Kings 2, Red Wings 1.

In fairness to Jonathan Quick, he hasn’t had many bad starts this season. Bad goals? Yes, but he usually recovers.

It just so happened Wednesday that his last bad start– one of the worst of his career — was against Wednesday’s opponent, the Detroit Red Wings. There was some pressure on Quick to re-establish his lock on the No. 1 goalie position after a couple good starts by Jonathan Bernier, and he delivered with an outstanding 28-save effort.

Because of Quick, goals by Anze Kopitar and (officially) Dustin Brown were enough. Brown’s goal, a deflection of an Alec Martinez point shot during a second-period power play, held up as the game-winner.

Kopitar snuck in on the backdoor to tie the game at 1 at 7:50 of the first period, batting in the rebound of a Dustin Penner shot.

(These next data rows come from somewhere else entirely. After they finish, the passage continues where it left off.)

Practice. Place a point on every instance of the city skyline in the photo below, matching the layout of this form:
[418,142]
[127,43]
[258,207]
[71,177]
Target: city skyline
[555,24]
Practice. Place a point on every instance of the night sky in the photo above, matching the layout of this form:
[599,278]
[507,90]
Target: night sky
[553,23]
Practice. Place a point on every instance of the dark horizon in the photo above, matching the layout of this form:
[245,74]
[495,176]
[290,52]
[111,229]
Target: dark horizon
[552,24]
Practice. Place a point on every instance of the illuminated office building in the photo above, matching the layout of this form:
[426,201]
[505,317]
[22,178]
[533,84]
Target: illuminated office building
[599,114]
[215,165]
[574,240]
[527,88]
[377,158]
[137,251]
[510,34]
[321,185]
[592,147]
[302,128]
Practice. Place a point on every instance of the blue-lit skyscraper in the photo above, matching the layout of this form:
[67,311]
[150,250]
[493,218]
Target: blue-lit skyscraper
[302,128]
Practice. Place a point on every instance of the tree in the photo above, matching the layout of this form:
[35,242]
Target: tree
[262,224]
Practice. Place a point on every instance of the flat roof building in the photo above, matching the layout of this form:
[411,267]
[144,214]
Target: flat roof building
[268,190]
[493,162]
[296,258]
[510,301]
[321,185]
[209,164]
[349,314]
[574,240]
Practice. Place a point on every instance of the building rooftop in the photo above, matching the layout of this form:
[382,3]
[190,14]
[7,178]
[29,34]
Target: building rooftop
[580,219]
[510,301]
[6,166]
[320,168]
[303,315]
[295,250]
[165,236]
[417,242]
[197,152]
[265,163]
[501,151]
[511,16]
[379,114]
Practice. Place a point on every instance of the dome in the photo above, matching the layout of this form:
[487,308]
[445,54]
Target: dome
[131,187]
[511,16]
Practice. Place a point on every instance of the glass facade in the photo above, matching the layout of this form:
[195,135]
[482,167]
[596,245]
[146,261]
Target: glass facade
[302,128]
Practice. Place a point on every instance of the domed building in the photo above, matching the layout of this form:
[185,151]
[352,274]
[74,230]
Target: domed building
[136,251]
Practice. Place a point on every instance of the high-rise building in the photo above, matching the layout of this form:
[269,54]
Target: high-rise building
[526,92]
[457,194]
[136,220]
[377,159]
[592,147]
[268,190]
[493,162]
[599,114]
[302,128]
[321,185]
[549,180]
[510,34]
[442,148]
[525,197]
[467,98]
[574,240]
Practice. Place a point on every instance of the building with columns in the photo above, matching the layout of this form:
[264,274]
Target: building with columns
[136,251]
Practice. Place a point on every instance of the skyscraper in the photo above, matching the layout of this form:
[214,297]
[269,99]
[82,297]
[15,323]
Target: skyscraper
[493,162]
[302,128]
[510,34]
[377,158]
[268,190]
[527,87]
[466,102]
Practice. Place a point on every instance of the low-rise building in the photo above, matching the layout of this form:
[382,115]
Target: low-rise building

Darren Helm got the Red Wings on the board with one of those bad goals in the first period; Quick got a piece of Helm’s hard slapshot, but the puck trickled slowly behind him and over the goal line.

Credit the Kings’ penalty kill for allowing only one shot to reach Quick in 2:43 of man-advantage time for Detroit, which had scored at least one power-play goal in seven straight games.

By the time the day’s games were complete, the Kings needed a win to remain in the top eight of the Western Conference standings. They can’t be knocked out of the top eight tomorrow, either; only a Phoenix win against Calgary could push them into eighth.

A few more notes:

Penner is looking like a better fit on the line with Kopitar and Williams with each game. He has points in two of three games since arriving from Edmonton at the trade deadline. In the other, he screened the goalie on the game’s only goal.

Jarret Stoll went 12-4 in the faceoff circle and is up to ninth in the NHL in faceoff percentage (56.7).

Drew Doughty had to leave the ice early in the third period after taking a pretty blatant elbow to the face from Todd Bertuzzi (no penalty was called). He returned later in the period.

The Kings have killed 15 straight penalties, and 58 of their last 63 penalties.

It’s too early to say whether the “new look” power-play is a hit or miss. At times, the Kings couldn’t run it if their lives depended on it. At times, they could. It led to one goal, but not because the Red Wings were caught out of position. Video replays on television appeared to show that Alexei Ponikarovsky, not Brown, deflected Martinez’s shot with the blade of his stick. However, as of this blogging, the goal is still being credited to Brown.